Yes, we can : la grande innovation du Pibe de Oro se situe au niveau mental : il a su insuffler une culture de la gagne et du maillot national à une bande de talents déjà reconnus au plus haut niveau mais déstabilisés par l'absence de résultats de la sélection.

Et la France ? Elle est à sa place, autour de la 10e en Europe à en croire le très généreux FF. Sa défaite contre l'Argentine peut être considérée comme un progrès, et presque une claque salutaire avant le double choc contre la terrifiante Lituanie.

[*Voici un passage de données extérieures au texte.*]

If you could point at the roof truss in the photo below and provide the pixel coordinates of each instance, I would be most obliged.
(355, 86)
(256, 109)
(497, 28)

J'ai été autrement plus convaincu par l'évolution de la Corée du Sud, qui a bêtement laissé échapper 2 points dans la course à l'Afrique du Sud face à de bien faibles Iraniens (1-1). Sans pour autant confiner au génie (les deux formations naviguent dans les 40èmes rugissants des classements FIFA), les Coréens ont nettement progressé depuis leurs matchs de l'an dernier contre les Saoudiens, joué vite vers l'avant, osé, frappé de loin avec pertinence et conviction. Mais le très bedonnant LEE Woon-jae a oublié de placer un défenseur sur sa ligne sur un coup-franc à distance platinienne... heureusement, Park Ji-sung a sauvé la journée suite à une frappe du très très très prometteur numéro 16 KI Sung-yong (également appelé KI Sung-yeung pour une raison qui m'échappe).

2008.12.02

Cristiano Ronaldo Ballon d'Or

Le quinté 2008 vient d'être publié : Cristiano Ronaldo - Messi - Torres - Casillas - Xavi

Beaucoup plus logique que mon Cristiano Ronaldo - Messi - Villa - Casillas - Ribéry... mais sur le fond, je ne renie pas ce que j'avais écrit :

"Les deux seules vraies questions portent sur :
- l'ordre de sortie de Messi et Ronaldo - avantage au premier en valeur pure, mais le second semble archifavori au regard de sa saison exceptionnelle et constante.
- le nom de l'Espagnol qui les accompagnera sur le podium : il serait dommage que les jurés favorisent Torres ou même Villa, Fabregas ou Casillas me semblant fondamentalement plus doués. On aura sans doute droit à deux ou trois Ibères dans le top 5."

Sur le reste du classement, je retiendrais l'excellent score de Marcos Senna (11e, mais 7e non-Espagnol) à un poste ingrat, et le zéro pointé de Karim Benzema, ultime hommage à l'Euro 2008 de Bleus à peine sauvés par leur champion allemand Ribéry (16e avec 7 points).